Illustrative diagram of GLP-1 modifications introduced by Metsera. Source: Metsera IR.

As a result, the half-life was extended to 15–16 days (compared to the one-week duration of analogs like semaglutide or tirzepatide) while maintaining equivalent potency, opening the door for once-monthly instead of weekly administration. Reducing injections from 52 to 12 per year represents a compelling way to improve patient adherence—a vision shared by Pfizer, which moved to acquire these assets for $10B. While such long-acting analogs could potentially be a headwind for Stevanato’s volume, they would significantly enhance the visibility of future cash flows by stabilizing patient retention.

In summary, while oral GLP-1s will undoubtedly become a popular and vital pillar in treating diabetes and obesity, it is unrealistic to expect them to relegate subcutaneous formulations to a secondary role. Despite the convenience of oral administration, subcutaneous versions are, and will remain, fundamentally more efficacious than their oral counterparts, and their production will be more cost-efficient due to significantly lower API requirements. Consequently, even as oral adoption increases, the overall GLP-1 market will continue its expansion. Rather than cannibalizing significant market share from injectables, oral formulations are more likely to expand the total patient population eligible for these therapies.
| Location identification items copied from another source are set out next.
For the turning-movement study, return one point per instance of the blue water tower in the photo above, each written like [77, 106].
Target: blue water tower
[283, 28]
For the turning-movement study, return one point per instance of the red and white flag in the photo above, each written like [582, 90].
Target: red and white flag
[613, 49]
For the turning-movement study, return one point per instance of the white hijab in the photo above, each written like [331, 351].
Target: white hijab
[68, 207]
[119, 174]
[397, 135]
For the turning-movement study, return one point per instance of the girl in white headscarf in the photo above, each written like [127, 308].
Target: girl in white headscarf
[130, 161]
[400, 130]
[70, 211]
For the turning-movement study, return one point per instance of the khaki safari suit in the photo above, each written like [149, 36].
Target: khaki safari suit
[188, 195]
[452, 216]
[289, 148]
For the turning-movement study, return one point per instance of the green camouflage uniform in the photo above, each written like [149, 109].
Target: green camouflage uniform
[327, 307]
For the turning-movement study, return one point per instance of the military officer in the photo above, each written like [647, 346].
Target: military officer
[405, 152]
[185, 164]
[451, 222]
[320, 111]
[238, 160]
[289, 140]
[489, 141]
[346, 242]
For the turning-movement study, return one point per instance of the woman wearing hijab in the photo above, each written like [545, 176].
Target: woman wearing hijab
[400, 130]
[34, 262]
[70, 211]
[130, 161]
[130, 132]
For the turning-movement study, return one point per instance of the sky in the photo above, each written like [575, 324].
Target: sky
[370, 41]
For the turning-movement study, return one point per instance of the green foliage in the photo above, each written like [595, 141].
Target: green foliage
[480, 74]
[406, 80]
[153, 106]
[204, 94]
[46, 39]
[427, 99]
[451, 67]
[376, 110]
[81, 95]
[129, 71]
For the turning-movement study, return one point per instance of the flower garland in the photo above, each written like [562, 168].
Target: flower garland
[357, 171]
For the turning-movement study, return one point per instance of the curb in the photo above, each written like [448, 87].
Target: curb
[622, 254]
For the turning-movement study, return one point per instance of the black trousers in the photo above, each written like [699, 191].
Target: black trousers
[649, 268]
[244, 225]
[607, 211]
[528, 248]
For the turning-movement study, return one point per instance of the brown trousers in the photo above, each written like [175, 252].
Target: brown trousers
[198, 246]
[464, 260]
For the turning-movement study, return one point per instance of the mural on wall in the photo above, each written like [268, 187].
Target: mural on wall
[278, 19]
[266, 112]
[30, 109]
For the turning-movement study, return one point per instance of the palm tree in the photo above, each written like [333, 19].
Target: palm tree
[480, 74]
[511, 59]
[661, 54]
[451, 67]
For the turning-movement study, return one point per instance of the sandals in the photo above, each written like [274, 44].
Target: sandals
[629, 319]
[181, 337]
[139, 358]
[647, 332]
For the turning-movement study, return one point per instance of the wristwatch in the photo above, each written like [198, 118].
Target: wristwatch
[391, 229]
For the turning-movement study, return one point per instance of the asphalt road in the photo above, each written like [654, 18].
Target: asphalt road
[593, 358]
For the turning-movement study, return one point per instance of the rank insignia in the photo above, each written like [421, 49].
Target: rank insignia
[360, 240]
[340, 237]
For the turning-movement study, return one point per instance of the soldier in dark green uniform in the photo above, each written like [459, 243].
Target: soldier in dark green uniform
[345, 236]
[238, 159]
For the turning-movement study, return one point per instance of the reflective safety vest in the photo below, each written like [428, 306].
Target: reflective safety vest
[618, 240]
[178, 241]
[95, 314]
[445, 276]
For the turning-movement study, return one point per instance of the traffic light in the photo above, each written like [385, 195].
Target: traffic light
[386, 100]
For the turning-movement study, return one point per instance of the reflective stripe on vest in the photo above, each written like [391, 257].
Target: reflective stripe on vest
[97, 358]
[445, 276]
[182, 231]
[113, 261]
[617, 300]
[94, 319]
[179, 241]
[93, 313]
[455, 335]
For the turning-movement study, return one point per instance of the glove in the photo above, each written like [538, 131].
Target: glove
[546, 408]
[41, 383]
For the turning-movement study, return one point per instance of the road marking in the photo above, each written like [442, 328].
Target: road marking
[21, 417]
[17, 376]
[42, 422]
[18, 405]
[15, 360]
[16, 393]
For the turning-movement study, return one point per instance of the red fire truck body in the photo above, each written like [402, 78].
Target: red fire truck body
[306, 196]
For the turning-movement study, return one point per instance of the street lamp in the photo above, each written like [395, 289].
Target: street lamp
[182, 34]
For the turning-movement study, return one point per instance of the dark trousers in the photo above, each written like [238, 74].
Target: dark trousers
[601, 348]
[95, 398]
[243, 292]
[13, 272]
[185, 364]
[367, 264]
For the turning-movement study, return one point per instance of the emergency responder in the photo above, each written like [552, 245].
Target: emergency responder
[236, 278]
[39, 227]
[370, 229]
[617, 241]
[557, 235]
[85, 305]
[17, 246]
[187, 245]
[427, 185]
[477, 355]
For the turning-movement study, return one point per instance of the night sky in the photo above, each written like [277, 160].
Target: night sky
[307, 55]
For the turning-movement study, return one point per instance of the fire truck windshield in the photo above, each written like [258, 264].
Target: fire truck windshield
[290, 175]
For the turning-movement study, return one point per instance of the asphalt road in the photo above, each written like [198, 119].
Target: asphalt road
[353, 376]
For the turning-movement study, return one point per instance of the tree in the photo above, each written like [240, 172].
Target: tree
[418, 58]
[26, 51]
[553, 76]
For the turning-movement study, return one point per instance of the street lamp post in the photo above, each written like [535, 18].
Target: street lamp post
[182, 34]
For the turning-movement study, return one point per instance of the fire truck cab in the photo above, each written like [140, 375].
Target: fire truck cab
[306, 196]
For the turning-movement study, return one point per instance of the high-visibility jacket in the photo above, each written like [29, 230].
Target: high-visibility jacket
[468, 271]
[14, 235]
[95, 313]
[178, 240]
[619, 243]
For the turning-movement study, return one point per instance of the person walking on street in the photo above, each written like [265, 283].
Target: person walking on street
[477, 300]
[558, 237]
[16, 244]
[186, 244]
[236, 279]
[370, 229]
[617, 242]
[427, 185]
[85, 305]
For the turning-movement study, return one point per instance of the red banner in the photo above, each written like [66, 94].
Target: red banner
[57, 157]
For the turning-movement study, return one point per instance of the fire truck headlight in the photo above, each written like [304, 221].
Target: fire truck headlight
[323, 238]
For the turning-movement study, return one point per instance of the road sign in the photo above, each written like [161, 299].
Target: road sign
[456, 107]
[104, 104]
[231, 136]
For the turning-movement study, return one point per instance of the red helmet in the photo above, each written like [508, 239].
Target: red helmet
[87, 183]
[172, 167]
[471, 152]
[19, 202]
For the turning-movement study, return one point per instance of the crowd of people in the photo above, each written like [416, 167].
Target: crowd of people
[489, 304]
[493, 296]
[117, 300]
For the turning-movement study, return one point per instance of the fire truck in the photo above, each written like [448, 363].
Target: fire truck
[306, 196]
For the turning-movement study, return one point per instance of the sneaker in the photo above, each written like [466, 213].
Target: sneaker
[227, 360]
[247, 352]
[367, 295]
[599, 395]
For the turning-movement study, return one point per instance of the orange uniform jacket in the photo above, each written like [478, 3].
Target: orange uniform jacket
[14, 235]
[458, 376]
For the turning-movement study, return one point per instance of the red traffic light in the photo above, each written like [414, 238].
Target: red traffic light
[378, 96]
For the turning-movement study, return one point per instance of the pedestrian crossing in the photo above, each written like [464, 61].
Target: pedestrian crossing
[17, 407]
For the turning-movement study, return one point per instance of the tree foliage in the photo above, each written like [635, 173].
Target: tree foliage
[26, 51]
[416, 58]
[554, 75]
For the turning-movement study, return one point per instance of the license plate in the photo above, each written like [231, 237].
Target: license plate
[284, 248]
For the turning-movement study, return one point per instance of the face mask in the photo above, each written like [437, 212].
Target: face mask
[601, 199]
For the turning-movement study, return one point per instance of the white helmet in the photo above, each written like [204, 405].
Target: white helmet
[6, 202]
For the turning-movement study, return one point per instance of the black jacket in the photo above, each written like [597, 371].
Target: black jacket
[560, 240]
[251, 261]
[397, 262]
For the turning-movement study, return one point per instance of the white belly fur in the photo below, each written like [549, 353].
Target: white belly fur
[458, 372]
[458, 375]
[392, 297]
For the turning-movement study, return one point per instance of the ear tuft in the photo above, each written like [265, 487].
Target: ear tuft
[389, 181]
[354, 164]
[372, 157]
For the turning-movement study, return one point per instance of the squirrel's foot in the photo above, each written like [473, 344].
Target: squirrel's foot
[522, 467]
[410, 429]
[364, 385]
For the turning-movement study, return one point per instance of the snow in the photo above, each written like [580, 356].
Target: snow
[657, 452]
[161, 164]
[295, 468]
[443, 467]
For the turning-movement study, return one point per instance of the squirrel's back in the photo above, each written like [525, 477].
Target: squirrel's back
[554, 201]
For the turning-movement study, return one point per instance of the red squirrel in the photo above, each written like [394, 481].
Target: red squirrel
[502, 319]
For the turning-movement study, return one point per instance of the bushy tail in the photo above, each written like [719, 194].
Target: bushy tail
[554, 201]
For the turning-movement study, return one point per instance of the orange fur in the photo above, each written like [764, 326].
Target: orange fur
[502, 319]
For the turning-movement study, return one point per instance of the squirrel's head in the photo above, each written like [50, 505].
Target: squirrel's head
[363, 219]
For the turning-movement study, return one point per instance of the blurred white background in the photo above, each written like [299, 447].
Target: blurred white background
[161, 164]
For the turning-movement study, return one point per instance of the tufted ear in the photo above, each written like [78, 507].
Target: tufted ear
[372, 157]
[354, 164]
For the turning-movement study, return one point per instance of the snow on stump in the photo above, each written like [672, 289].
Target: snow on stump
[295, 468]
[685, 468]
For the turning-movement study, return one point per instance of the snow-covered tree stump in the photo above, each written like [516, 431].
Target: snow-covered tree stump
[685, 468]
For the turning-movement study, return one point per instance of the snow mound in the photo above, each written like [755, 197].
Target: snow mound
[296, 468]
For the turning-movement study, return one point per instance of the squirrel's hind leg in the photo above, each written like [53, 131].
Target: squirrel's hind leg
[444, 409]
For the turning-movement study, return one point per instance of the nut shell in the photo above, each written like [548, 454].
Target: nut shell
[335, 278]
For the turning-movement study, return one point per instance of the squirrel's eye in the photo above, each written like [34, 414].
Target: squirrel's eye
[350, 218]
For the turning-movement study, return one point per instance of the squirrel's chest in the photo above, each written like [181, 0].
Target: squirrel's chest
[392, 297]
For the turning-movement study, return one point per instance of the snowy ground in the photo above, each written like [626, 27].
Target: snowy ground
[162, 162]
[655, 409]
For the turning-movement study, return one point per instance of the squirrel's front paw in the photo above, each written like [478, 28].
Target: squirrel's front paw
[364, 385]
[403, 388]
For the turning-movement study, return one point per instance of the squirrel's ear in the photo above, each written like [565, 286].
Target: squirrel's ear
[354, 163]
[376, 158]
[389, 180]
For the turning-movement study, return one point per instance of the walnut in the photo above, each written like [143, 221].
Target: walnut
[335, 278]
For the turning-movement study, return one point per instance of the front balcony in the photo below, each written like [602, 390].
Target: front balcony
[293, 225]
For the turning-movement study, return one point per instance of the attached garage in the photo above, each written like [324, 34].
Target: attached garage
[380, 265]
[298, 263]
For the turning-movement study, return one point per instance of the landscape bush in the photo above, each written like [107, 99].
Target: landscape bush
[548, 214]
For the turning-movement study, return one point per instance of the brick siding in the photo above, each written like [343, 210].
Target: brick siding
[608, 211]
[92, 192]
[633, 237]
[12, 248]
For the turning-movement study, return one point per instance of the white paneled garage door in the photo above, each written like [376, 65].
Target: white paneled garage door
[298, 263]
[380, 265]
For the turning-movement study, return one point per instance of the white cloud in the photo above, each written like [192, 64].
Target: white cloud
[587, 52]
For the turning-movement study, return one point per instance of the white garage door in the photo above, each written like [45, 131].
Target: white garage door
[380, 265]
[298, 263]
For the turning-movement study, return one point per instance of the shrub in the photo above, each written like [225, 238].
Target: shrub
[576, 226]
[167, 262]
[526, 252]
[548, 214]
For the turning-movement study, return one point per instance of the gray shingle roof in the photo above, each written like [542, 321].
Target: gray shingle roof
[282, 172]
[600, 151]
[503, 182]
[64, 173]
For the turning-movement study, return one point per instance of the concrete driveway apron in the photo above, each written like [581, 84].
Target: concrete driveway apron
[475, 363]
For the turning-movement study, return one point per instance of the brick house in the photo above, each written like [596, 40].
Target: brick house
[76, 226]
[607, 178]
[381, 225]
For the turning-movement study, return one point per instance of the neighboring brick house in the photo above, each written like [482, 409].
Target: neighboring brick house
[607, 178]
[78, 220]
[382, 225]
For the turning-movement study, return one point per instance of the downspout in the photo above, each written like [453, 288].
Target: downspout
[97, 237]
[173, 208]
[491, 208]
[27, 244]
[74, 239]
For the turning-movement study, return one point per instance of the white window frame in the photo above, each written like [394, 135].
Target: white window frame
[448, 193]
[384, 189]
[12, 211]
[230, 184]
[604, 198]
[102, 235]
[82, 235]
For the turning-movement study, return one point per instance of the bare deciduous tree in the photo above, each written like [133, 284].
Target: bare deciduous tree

Where does this leave Stevanato?

Stevanato: a compelling opportunity

Stevanato and other fill & finish companies have been swept into the oral GLP-1 narrative. After reading the first section you should already understand why, but let’s recap it here. The argument goes as follows:

Oral GLP-1s will take the market by storm and therefore the incremental volumes for fill and finish companies from this market have become permanently impaired.

Some even go as far to say that, not only will incremental volumes be lower (as a more significant percentage will be “won” by orals) but also that orals will cannibalize the existing injectable volumes (so not only not a tailwind to future volumes, but also a headwind to existing volumes). There’s a lot of nuance to the topic that probably escapes this narrative and our goal in this section is to shed some light at the company-specific level.